Meeting Nelly

Nell. Excuse me. I hoped I might say a few words with you. I enjoyed your performance very much. That epilogue made me laugh so much that tears were streaming down my face.

Talking strangely? I suppose so, although I was trying to sound like the people around me here. A foreigner? No, but… a traveller. A traveller in time. Can you understand that, Nell? Travelling through the years as you might take a carriage through the districts of London. Here is Old King Henry at his tennis, and here is William the Conqueror, and then we come to the Romans, and then back to Eleanor Gwyn and her King Charles.

Nell GwynMy home is more than three hundred years in the future, in the year two thousand and ten. I know that “future” is something that people hardly think of here, although in my time, a time of very rapid changes, the future always presses on us. Proof? Well, I could tell you of some things that will occur, but how could you tell now if I was being honest? Yes, you will have a child — within a year, in fact — and he will be made a Duke. Ah, you’re smiling, but it’s true. A line of Dukes, descended from an orange seller.

Yes, they will remember that about you in three hundred years time. And a few other things. To the people of my time, 1669 is long, long ago. But your acting career, most people will have heard of that, and your intelligence and wit. And your beauty. Well, I know: beauty fades, but you’re too young now to worry about that. Yes, I do know when and how your life will end, but I won’t tell. You will outlive King Charles though, and his deathbed command to his successor will be “Let not poor Nelly starve.”

Well, Prince James, Duke of York. I suppose there’s no harm in telling you that. No, no legitmate heirs, but a good many children. Well, it’s already four or five, isn’t it? In my time? We have a Queen, Elizabeth the Second. Well, she’s old now — over eighty, I think, but she was quite handsome as a girl. Charles, yes, he should be Charles the Third, although he’s over sixty himself, so it’s hard to say. He’s not much liked in the country, to be honest.
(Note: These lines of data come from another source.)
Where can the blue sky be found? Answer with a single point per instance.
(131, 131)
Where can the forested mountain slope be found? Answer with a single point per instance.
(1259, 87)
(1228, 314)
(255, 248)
Well, he was unfaithful to his wife. Like another royal Charles, I know. But she was popular. When they separated, there was much public grief when she was killed in a carriage accident in Paris. And she was in the company of the son of a rich Egyptian merchant. Oh, much gossip, yes. We are a nation of gossip, worse than your time even, believe me.

Oh, yes, there are still actors. And many theatres, although they are no longer the most important places to act. You see, we have… well, can you imagine a huge painting of the scene of the play and all the players? But not static, everything moving as in reality, and the sounds of the speeches loud and clear. Well, once one of these plays is captured, in what they call a “movie”, it can be copied and shown in many different places at once. Think of it, you could be in the audience yourself and see your own performance.

No, it wasn’t flattery. You are good. Your friendship with the King might cause people to come, but that wouldn’t make them laugh and cheer. Well, if I am a madman, at least I hope I have entertained you for a while. But when your son the little Duke is born, I think you will remember what I’ve told you.